I’ve described a complicated picture of the Democratic party. It is complicated because the ideology/realpolitik distinction is complicated. We can explore it more when we consider more objections to my claims. Since what I have said isn’t the standard denouncement of Democrats like Pelosi and Clinton as neoliberal, capitalist, racist imperialists, I am likely to be denounced in the same terms. So I will end by testing some implications of my claims.
For instance, perhaps surprisingly, I encourage the criticism of the Democratic Party from the left. I also encourage the criticism of more progressive Democrats, like Bernie and AOC, from the left. What interests me is the political nature of the criticisms. They exist as events in the world and make an impact on policies and platforms. They affect the opinions of the electorate and hence the results of elections. That is to say, ideological criticisms of ideologies exist at the level of realpolitik. They are practical realities.
The reverse is also true. It will always be coherent to criticize relatively moderate political positions, progressive or liberal, because the positions must be depicted as stemming from an ideology. And for pragmatic reasons, the ideology must be presented as genuine. Paradoxically, this means that, for pragmatic reasons, the ideology cannot be depicted as a pragmatic tool. As a result, the ideology is left open to ideological criticism. The criticisms will be especially compelling because they will be based on the same moral realities that justified the moderate pragmatism in the first place! So I don’t dispute the claim that Pelosi or Clinton are centrists. The claim leaves open the exact nature of the centrism and the claim itself. As I hope to have shown, understanding their nature is a tricky affair.

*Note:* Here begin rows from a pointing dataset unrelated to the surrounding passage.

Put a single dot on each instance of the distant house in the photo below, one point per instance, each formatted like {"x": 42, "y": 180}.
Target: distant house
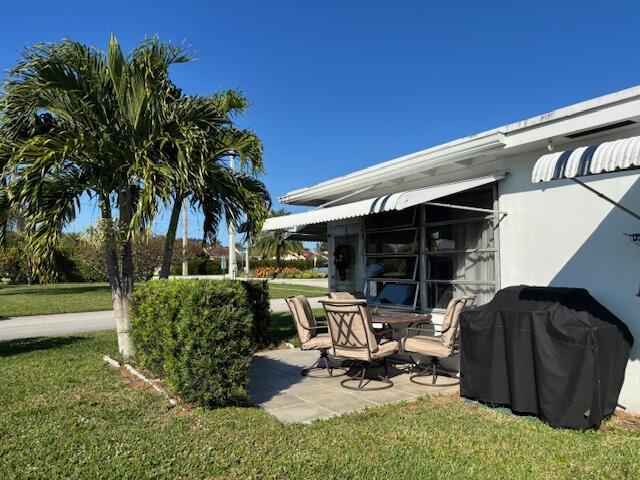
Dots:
{"x": 217, "y": 251}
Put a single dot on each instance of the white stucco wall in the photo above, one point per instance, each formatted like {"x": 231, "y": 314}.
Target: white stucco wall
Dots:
{"x": 560, "y": 234}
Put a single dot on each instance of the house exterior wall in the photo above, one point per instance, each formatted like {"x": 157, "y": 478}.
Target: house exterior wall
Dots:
{"x": 560, "y": 234}
{"x": 557, "y": 234}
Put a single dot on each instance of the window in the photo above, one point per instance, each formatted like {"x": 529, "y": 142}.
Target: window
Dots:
{"x": 460, "y": 249}
{"x": 392, "y": 259}
{"x": 457, "y": 255}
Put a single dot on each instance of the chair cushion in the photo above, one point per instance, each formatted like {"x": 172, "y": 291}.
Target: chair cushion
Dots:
{"x": 427, "y": 345}
{"x": 321, "y": 340}
{"x": 385, "y": 349}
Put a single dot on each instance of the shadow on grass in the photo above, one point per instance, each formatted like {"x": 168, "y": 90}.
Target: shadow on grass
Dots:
{"x": 54, "y": 290}
{"x": 9, "y": 348}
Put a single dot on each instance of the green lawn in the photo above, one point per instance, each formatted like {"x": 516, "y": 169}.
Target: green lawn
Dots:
{"x": 65, "y": 414}
{"x": 16, "y": 300}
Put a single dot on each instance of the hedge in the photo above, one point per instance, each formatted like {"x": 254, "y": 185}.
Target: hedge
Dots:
{"x": 206, "y": 266}
{"x": 199, "y": 335}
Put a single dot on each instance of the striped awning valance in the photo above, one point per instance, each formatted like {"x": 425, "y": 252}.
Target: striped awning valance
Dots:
{"x": 605, "y": 157}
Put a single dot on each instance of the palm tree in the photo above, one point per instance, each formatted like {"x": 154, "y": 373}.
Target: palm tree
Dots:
{"x": 276, "y": 243}
{"x": 221, "y": 192}
{"x": 110, "y": 123}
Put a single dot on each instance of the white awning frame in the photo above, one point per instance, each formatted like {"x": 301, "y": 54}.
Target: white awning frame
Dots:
{"x": 607, "y": 157}
{"x": 385, "y": 203}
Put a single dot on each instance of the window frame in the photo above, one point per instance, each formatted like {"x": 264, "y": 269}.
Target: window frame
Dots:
{"x": 425, "y": 253}
{"x": 415, "y": 280}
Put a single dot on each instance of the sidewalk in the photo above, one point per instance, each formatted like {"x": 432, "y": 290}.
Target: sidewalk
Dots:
{"x": 13, "y": 328}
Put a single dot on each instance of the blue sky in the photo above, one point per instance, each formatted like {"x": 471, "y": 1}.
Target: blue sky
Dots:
{"x": 339, "y": 85}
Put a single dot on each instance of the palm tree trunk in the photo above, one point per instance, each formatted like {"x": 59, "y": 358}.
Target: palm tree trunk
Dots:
{"x": 113, "y": 269}
{"x": 123, "y": 322}
{"x": 170, "y": 238}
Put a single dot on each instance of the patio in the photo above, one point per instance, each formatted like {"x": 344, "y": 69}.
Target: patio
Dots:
{"x": 277, "y": 386}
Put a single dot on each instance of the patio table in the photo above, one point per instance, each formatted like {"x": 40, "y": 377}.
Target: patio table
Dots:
{"x": 398, "y": 321}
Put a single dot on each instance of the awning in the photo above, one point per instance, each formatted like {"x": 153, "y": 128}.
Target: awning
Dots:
{"x": 385, "y": 203}
{"x": 606, "y": 157}
{"x": 601, "y": 158}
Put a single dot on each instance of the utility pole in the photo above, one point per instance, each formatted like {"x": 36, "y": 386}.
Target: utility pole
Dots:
{"x": 185, "y": 264}
{"x": 246, "y": 259}
{"x": 232, "y": 232}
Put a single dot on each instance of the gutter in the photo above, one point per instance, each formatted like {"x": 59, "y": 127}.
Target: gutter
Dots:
{"x": 415, "y": 163}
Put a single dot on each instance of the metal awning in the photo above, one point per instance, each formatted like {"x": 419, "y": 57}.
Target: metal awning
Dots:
{"x": 385, "y": 203}
{"x": 600, "y": 158}
{"x": 607, "y": 157}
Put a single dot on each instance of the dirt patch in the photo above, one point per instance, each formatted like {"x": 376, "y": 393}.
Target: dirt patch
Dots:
{"x": 624, "y": 420}
{"x": 444, "y": 399}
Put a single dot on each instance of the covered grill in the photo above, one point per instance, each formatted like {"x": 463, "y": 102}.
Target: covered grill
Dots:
{"x": 552, "y": 352}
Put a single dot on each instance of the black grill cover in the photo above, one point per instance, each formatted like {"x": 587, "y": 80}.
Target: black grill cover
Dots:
{"x": 552, "y": 352}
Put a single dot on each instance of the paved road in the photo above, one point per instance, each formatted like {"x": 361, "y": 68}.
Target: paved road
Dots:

If you’re persuaded by my analysis, it might be tempting to conclude that the different factions of the left should tolerate each other. The relative left is there to push the party ideology left and the relative centrist left is there to find ways to implement policies (depending on the framing, Bernie could belong to both factions, hence the word ‘relative’). But that is partially a mistake. The conclusion undermines itself. Tolerance would prevent the factions from doing their jobs. The disagreements are practical realities. Tolerance is a political act whose nature is, again, a tricky affair.
The conclusion to draw is that arguments on the left exist within a multi-layered structure that is always self-reflexive. The ideological is pragmatic. The pragmatic is ideological. The ideology of pragmatism is pragmatic. The pragmatism of ideology is ideological. And so on.